Poucos anos depois a velha senhora veio a falecer. Entediada com a vida que tinha, sem alegria e tendo de andar na ponta dos pés para não perturbar, a menina resolveu buscar os sapatinhos vermelhos escondidos no armário. Ao colocá-los, imediatamente a menina saiu andando, rodopiando e dançando, dançando e dançando, saindo da casa para floresta adentro. Os sapatinhos a guiavam para onde queriam. Sentiu uma imensa alegria! Até que não conseguia mais controlar aquele bailar e dançando foi percorrendo um longo caminho. Pediu ajuda em uma igreja, mas o sacristão disse que os sapatos eram amaldiçoados. Se aproximou de outras pessoas no caminho para pedir ajuda, mas todos tinham medo da maldição. Ninguém a ajudava a tirar aqueles malditos sapatos dos pés. Até que pediu ajuda a um líder de uma aldeia da floresta, e implorou que ele cortasse aqueles sapatos. Mas era inútil! Então a menina pediu que cortasse seus pés, pois ela não podia viver dançando. Com lágrimas nos olhos, o homem cerrou os pés da menina. Os sapatos, junto com os pés dela, continuaram a dançar, dançar e dançar sem parar. Ela, infelizmente, precisou aprender a viver sem seus pés e teve que trabalhar como empregada o resto da vida.

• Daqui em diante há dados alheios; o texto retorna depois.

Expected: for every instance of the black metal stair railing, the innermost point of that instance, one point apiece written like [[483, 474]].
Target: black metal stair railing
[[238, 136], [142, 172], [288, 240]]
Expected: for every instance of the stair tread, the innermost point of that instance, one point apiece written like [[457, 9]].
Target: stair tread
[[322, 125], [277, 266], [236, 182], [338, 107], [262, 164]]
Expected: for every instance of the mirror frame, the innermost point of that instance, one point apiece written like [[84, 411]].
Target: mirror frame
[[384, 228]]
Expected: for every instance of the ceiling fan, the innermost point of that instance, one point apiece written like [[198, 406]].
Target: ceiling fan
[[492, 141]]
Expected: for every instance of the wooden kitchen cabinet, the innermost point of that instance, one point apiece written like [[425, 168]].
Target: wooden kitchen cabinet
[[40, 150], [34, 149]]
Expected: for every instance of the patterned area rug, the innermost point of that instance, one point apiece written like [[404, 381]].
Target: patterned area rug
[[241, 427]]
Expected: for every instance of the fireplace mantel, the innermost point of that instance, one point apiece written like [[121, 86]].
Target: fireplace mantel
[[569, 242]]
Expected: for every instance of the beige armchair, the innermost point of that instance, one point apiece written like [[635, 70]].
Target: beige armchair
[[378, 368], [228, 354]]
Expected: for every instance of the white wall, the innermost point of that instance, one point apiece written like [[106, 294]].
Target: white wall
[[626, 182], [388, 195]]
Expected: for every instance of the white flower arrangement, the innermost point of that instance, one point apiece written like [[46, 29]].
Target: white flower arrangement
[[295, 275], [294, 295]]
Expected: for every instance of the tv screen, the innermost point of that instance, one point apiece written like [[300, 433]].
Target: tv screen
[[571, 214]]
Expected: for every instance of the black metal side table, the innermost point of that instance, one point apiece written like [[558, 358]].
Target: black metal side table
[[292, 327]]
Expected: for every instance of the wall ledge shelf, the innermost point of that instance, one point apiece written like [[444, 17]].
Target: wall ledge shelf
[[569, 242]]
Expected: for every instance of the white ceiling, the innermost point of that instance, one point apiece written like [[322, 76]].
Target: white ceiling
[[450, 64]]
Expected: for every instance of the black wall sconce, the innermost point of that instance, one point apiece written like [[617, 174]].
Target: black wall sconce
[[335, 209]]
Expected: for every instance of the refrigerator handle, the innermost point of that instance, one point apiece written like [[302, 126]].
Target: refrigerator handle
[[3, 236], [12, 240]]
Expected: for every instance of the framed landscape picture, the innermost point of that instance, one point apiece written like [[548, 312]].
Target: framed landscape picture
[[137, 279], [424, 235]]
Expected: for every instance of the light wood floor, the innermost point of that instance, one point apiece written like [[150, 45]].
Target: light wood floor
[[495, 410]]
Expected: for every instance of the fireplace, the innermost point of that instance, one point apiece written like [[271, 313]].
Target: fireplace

Finais brutais servem para tornar evidente uma realidade ignorada. Um grande alerta que poderia passar despercebido caso a menina conseguisse chegar ao fim da história com os pés intactos. Minhas unhas pintadas me alertaram ao ponto em que, os sapatos vermelhos de verniz que já calcei por muito tempo finalmente estão mundo afora dançando. E que o meu vermelho de hoje é do humilde sapato feito à mão, por mim. Ele me sacia, me preenche. Isso porque eu o chamo de poder inerente e criativo, que não pode ser raptado, ameaçado ou roubado, embora a chama tenha ficado por muito tempo branda, por descuido mesmo. Bem menos ingênua e encantada pelo brilho do efêmero, me recolho na felicidade do que é meu e do que de mim faz parte. Quantas de mim, de nós, já venderam sua intuição e seu relacionamento sólido consigo mesma para que, pelo amor de deus, alguém a amasse? Pela proposta indecente, pela carência, os relacionamentos tóxicos. O trabalho que suga tempo e energia, as amizades que nada agregam, o efêmero atraente para tapar buracos.

Há um ditado que diz: quando vamos ao mercado com muita fome, é de se esperar que voltemos para casa com muitas besteiras na sacola. Uma pessoa sedenta, faminta, do que quer que seja, está muito mais vulnerável a aceitar qualquer coisa que mate o está lhe matando. E dessa forma, as carapuças cercam o nosso terreno e com facilidade seguimos os rastros feitos para nos prender. Eu precisei recolher os ossos pelo chão do deserto, recriar a força desse vermelho acolhedor, como do primeiro sapato da menina feito a mão, sobrepujando tanta escassez. E quantas vezes for necessário realizar esse resgate, eu farei. Quero poder dançar, mas sem perder meus pés. Sapatos vermelhos de verniz são símbolo da vida domesticada e que se deteriora aos poucos. O outro, feito à mão, representa uma natureza inviolável inerente que precisa, a todo custo, ser preservada.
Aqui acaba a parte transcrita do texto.